Lactobacillus species

Susceptibility Test Methods

For specific information regarding susceptibility test interpretive criteria and associated test methods and quality control standards recognized by FDA for this drug, please see: http://www.fda.gov/STIC.

INDICATIONS AND USAGE

Vancomycin is indicated for the treatment of serious or severe infections caused by susceptible strains of methicillin-resistant (beta-lactam-resistant) staphylococci. It is indicated for penicillin-allergic patients, for patients who cannot receive or who have failed to respond to other drugs, including the penicillins or cephalosporins, and for infections caused by vancomycin-susceptible organisms that are resistant to other antimicrobial drugs. Vancomycin is indicated for initial therapy when methicillin-resistant staphylococci are suspected, but after susceptibility data are available, therapy should be adjusted accordingly.

Vancomycin is effective in the treatment of staphylococcal endocarditis. Its effectiveness has been documented in other infections due to staphylococci, including septicemia, bone infections, lower respiratory tract infections, skin and skin structure infections. When staphylococcal infections are localized and purulent, antibiotics are used as adjuncts to appropriate surgical measures.

Vancomycin has been reported to be effective alone or in combination with an aminoglycoside for endocarditis caused by Streptococcus viridans or S. bovis. For endocarditis caused by enterococci (e.g., E. faecalis), vancomycin has been reported to be effective only in combination with an aminoglycoside.

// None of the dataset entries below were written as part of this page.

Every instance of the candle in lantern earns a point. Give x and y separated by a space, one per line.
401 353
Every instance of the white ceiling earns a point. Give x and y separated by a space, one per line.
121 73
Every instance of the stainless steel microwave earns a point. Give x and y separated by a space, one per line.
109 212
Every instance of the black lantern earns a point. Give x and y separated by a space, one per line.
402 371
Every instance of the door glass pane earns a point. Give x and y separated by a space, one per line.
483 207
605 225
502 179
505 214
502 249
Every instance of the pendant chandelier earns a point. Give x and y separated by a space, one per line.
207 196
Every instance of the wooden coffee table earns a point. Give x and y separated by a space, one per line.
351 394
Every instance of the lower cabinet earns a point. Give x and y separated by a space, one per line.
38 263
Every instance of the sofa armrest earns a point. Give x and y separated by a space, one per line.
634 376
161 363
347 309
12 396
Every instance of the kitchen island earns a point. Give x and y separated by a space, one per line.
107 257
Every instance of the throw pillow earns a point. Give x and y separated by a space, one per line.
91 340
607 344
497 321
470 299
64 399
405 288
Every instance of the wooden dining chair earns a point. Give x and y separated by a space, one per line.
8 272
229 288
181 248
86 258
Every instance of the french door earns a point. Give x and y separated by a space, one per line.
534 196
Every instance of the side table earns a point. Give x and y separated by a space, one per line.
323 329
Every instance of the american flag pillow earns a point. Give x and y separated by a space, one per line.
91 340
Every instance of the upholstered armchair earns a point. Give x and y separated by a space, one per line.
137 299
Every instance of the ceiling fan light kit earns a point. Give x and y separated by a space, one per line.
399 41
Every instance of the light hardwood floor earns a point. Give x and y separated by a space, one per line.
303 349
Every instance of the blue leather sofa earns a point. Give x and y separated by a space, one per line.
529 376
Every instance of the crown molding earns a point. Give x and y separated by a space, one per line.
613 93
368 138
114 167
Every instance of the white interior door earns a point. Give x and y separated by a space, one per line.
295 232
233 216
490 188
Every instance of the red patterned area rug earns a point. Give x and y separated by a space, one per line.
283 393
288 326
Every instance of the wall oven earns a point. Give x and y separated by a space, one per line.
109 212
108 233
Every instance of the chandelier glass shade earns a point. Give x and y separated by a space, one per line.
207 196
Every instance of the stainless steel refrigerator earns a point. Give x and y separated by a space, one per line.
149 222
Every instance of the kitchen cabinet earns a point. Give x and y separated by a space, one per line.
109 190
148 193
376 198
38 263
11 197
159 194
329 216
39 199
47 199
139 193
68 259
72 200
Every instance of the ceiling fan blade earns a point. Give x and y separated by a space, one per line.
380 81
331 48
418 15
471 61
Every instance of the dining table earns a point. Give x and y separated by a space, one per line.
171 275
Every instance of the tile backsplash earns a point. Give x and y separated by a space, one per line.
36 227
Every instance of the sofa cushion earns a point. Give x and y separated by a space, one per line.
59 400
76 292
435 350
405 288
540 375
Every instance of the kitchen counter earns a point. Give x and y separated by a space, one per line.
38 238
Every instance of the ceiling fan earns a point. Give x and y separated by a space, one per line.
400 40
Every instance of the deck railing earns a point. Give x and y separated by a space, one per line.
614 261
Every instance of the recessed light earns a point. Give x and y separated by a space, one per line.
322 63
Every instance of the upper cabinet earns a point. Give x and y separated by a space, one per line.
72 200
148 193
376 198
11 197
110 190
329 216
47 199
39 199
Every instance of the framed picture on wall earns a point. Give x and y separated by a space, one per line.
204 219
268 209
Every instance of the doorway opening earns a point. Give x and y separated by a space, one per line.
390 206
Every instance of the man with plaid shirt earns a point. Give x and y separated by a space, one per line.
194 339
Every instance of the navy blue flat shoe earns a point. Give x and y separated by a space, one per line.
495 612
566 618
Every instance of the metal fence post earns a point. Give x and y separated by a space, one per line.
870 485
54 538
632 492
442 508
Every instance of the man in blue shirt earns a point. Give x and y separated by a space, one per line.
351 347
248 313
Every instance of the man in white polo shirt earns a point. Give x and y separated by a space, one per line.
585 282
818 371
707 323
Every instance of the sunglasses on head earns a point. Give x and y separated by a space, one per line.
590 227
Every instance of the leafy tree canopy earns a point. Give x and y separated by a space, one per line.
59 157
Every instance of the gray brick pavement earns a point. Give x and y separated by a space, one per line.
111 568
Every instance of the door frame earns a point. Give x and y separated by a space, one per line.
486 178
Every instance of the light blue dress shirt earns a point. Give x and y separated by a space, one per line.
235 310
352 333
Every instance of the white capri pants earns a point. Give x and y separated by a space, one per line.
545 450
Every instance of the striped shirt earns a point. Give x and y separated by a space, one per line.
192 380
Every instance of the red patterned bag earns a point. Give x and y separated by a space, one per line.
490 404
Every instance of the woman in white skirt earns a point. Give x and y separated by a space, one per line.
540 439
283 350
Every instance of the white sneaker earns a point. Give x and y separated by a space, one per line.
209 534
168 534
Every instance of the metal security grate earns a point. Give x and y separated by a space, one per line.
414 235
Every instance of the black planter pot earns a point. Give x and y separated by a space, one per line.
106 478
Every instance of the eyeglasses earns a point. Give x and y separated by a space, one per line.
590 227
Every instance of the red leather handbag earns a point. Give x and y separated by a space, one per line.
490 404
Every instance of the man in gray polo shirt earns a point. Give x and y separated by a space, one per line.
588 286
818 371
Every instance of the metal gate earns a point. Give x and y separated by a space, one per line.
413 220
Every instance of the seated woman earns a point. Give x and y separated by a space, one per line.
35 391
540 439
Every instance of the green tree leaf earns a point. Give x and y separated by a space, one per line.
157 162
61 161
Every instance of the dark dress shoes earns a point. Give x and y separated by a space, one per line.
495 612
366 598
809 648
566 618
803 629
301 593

Vancomycin has been reported to be effective for the treatment of diphtheroid endocarditis. Vancomycin has been used successfully in combination with either rifampin, an aminoglycoside, or both in early-onset prosthetic valve endocarditis caused by S. epidermidis or diphtheroids.

Specimens for bacteriologic cultures should be obtained in order to isolate and identify causative organisms and to determine their susceptibilities to vancomycin.

To reduce the development of drug-resistant bacteria and maintain the effectiveness of vancomycin and other antibacterial drugs, vancomycin should be used only to treat or prevent infections that are proven or strongly suspected to be caused by susceptible bacteria. When culture and susceptibility information are available, they should be considered in selecting or modifying antibacterial therapy. In the absence of such data, local epidemiology and susceptibility patterns may contribute to the empiric selection of therapy.